When my ex and I were going through our divorce, she took our 3 children with her on weekends to her "lovers" house out of state. I thought they were returning back to our previous city so she could visit with friends for "help".
Your'e right, it's on me that I haven't forgiven her for this, but one should include their children in something like this.
Lastly, she doesn't understand many of the difficulties that still exist to this day, more than six years later, due to her choices that affected the children.
Children's minds have not yet fully formed at such a young age (our children were 8, 6 & 4 as we went through our divorce). Children are not always able to "choose" things with their thoughts.
Little one, I will never forget the email I got from one of my wife's friends telling me what a mistake I made telling the "children" some detail about the divorce.

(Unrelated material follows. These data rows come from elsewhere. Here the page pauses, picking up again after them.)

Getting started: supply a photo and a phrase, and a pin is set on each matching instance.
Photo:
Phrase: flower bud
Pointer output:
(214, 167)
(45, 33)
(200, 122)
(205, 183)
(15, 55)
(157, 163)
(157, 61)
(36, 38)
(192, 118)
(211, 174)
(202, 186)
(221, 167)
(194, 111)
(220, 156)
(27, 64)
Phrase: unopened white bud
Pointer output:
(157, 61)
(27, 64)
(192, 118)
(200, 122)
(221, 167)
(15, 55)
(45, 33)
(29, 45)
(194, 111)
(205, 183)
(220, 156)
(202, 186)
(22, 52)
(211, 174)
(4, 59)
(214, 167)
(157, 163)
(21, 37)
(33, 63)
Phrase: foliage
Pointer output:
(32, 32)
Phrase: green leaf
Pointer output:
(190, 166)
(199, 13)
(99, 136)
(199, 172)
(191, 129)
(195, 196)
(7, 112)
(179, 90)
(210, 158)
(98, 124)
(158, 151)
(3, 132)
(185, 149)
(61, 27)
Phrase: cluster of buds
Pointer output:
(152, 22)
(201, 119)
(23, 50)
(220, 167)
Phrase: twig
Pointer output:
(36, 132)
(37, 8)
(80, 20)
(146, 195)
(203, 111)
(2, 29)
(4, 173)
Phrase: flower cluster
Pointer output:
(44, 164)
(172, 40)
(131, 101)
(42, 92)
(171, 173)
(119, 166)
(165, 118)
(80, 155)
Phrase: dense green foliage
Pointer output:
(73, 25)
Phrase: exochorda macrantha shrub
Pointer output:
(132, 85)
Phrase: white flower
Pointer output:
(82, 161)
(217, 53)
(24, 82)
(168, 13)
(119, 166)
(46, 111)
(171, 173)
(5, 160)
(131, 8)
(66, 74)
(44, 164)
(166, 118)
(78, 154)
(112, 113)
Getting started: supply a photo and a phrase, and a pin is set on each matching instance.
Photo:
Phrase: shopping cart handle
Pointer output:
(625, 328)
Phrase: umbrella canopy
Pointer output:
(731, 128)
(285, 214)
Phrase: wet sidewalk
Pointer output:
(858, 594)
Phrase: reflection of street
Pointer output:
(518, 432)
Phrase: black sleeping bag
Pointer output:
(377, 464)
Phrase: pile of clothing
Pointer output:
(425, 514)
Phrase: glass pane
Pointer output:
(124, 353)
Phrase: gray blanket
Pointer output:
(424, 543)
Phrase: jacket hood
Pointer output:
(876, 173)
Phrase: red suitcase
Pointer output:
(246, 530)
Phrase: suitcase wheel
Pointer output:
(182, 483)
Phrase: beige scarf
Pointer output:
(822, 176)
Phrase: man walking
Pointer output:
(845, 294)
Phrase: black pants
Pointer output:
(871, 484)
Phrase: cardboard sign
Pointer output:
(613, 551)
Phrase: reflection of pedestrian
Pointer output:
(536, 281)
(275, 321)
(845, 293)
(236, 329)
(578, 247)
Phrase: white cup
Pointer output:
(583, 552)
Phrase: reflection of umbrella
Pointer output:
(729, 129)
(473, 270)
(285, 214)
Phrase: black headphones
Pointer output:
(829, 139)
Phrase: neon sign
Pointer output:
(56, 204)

My wife told me she never talked to any of her friends about anything. This of course makes no sense if one of her friends made this criticism. It also ignores the fact that the "children (17 and 21 at the time), had been begging me for years to "do something about mom". I did not speak ill about my wife. I did not need to. they know exactly how she behaves and why I need to divorce her. I only mentioned the amount of support she was asking for to explain why the divorce was taking so long. The facts are the facts and my younger son, who still lives with me might as well understand the situation as it effects how much money we have to live on.
Each circumstance is different. 21 is a full grown adult and 17 is obviously just a tad shy of 18 & basically ready to move out of the house. Mine were 8, 6 & 4 as we were going through our divorce.
I'm not trying to judge anyone. Mostly what I didn't care for was the statement from Awake above that if someone chooses not to forgive them, it is on them.
I don't like absolutes (always, never etc...). I don't feel a blanket statement can be made about it always being on the other person instead of the person who does something or makes certain comments.
Again, each situation is unique. There is no one size fits all. The comment further above by Awake struck me as being a one size fits all comment and I disagree with those out of principle.
I wasn't really disagreeing with you it just triggered a memory that kind of proves you point, every situation is different. If my children were that young i would never tell them anything but with one who lives with me and is almost an adult it is very very different. I was very saddened by my wife's friend's interpretation of the situation. It was a very pat answer to a very complicated situation.